One of the parliamentarian's sons and two bodyguards were among the dead.
At least 11 people were wounded.
Eido, 64, belonged to the majority anti-Syrian parliamentary bloc of Saad
al-Hariri, which controls the government.
A Sunni Muslim lawyer, he had been a foe of Syrian influence in Lebanon
and an ally of former Prime Minister Rafik al-Hariri, who was
assassinated by a suicide truck bomber in February 2005.
Eido was killed just three days after a UN Security Council resolution
came into effect setting up an international tribunal to try suspects in
Hariri's assassination.
"This crime is a clear message from the Syrian regime to Lebanon in
response to the establishment of the international tribunal," Saad
al-Hariri's coalition said in a statement.
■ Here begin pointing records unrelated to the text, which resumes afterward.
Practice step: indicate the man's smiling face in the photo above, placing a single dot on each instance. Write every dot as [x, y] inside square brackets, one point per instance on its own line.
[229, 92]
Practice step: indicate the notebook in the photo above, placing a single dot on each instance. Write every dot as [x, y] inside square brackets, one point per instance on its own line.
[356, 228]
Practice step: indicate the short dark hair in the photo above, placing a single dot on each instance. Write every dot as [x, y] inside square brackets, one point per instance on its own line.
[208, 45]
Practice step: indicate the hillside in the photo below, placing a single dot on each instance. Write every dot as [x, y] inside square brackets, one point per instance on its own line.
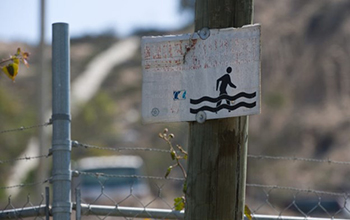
[305, 98]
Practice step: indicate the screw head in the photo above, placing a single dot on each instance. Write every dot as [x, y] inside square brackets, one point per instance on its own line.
[204, 33]
[201, 117]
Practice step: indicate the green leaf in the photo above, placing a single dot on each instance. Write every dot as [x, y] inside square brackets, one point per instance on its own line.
[168, 171]
[173, 155]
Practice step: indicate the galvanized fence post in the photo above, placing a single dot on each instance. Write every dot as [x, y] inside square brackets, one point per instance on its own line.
[61, 142]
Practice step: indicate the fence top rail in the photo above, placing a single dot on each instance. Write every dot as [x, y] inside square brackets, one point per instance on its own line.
[22, 128]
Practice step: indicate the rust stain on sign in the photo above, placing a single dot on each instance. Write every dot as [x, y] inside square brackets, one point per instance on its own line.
[185, 75]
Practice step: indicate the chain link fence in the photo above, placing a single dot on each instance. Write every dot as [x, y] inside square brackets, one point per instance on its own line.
[132, 194]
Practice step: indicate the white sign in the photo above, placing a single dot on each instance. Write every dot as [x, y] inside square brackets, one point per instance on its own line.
[187, 78]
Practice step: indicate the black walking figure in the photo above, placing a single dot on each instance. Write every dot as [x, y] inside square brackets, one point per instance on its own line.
[225, 81]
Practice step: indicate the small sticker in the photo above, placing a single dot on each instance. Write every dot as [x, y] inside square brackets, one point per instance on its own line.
[179, 95]
[155, 112]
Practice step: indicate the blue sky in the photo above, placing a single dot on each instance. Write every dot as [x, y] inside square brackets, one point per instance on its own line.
[20, 18]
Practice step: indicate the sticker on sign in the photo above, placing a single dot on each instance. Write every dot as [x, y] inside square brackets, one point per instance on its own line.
[187, 78]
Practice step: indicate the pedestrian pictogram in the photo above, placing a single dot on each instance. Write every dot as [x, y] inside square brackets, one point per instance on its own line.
[215, 77]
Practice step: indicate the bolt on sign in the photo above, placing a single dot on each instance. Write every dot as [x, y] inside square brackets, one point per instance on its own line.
[210, 74]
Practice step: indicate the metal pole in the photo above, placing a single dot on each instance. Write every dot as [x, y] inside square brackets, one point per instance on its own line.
[43, 95]
[47, 200]
[78, 204]
[61, 142]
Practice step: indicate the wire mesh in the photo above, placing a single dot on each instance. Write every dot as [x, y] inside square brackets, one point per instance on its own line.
[265, 201]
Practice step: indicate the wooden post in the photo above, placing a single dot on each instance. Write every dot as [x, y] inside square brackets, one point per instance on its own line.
[218, 148]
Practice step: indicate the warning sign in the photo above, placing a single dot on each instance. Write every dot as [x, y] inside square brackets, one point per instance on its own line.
[212, 75]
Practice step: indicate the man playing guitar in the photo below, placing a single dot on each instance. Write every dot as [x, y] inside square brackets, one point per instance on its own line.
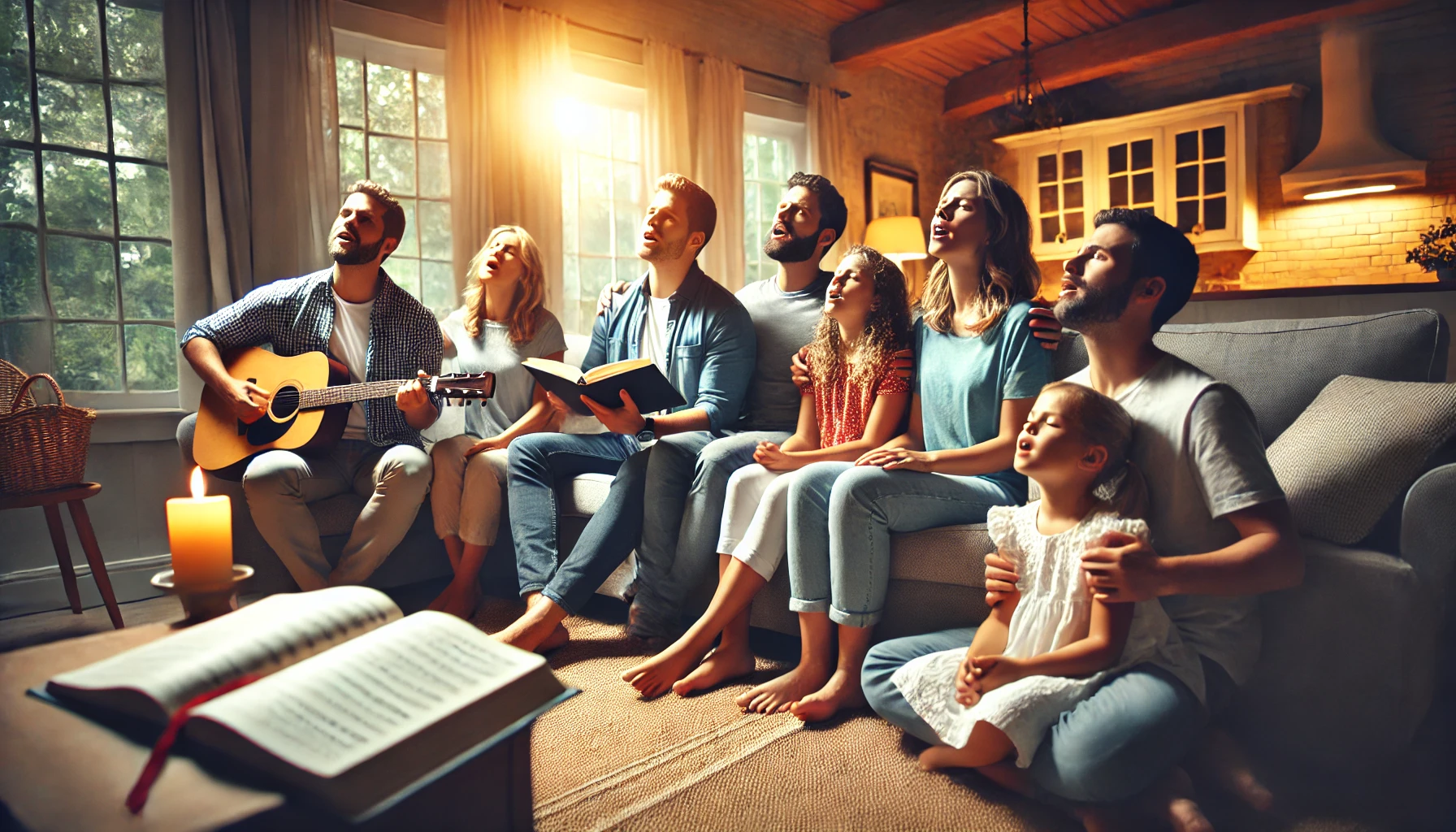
[357, 315]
Hariri says Syria was behind his father's killing and later attacks.
Damascus denies involvement. Including Eido, seven anti-Syrian figures
have been slain in Lebanon since 2005.
"It is the same fingers that assassinated the martyred premier Rafik
al-Hariri," Hariri said of Eido's killing.
There was no immediate comment from Syria. Its allies in Lebanon
denounced the assassination.
"Big, ugly cloud"
The blast, near a seafront amusement park and a football club, destroyed
several cars and shattered windows of nearby buildings. It hurled the
bodies of Eido and his son over a wall and into the football ground,
witnesses said.
Two players in the Nejmeh football team, which is in Lebanon's top
league, were among those killed.
"It sounded like it was in your backyard," said Herbert Lahout, 45, a US
citizen who had been playing volleyball on a nearby beach. "It was like a
mushroom cloud, a big ugly cloud."
Five less powerful bombs have exploded in and around Beirut in the past
month, killing two people.
Eido's death was likely to fuel tension between the government and the
pro-Syrian opposition led by the Shi'ite Muslim Hezbollah group, which
has condemned the killing.
Condemnation also came from the United States, France, Britain, the
European Union and the United Nations.
"There has been a clear pattern of assassinations and attempted
assassinations in Lebanon since October 2004," US President George W.
Bush said. "Those working for a sovereign and democratic Lebanon have
always been the ones targeted."
"The United States will continue to stand up for Lebanon, its people, and
its legitimate government as they face these attacks," he added.
The Beirut government declared Thursday, when the funerals were due to
take place, a day of national mourning.
"Lebanon and the Lebanese will not submit to terrorism," Siniora said
after an emergency cabinet session.
He said the government was asking the UN commission investigating
Hariri's assassination to help with the inquiry into Eido's killing and
add it to the tribunal's work.
UN Secretary-General Ban Ki-moon urged the Lebanese government to bring
the perpetrators to justice.
"When Lebanon's people are going through a democratization process, this
kind of heinous terrorist attack to assassinate political opponents is
just unacceptable," he added.
The UN Security Council, in a policy statement initiated by France,
condemned "any attempt to destabilize Lebanon through political
assassination or other terrorist acts."
Tension was already high in Lebanon, where the army has been battling al
Qaeda-inspired Islamist militants at a Palestinian refugee camp in the
north for more than three weeks.
Hariri's bloc linked Eido's assassination to the clashes with Fatah
al-Islam, saying these were "two sides of same coin which is the
terrorism of the Syrian regime."
Damascus denies any links with Fatah al-Islam.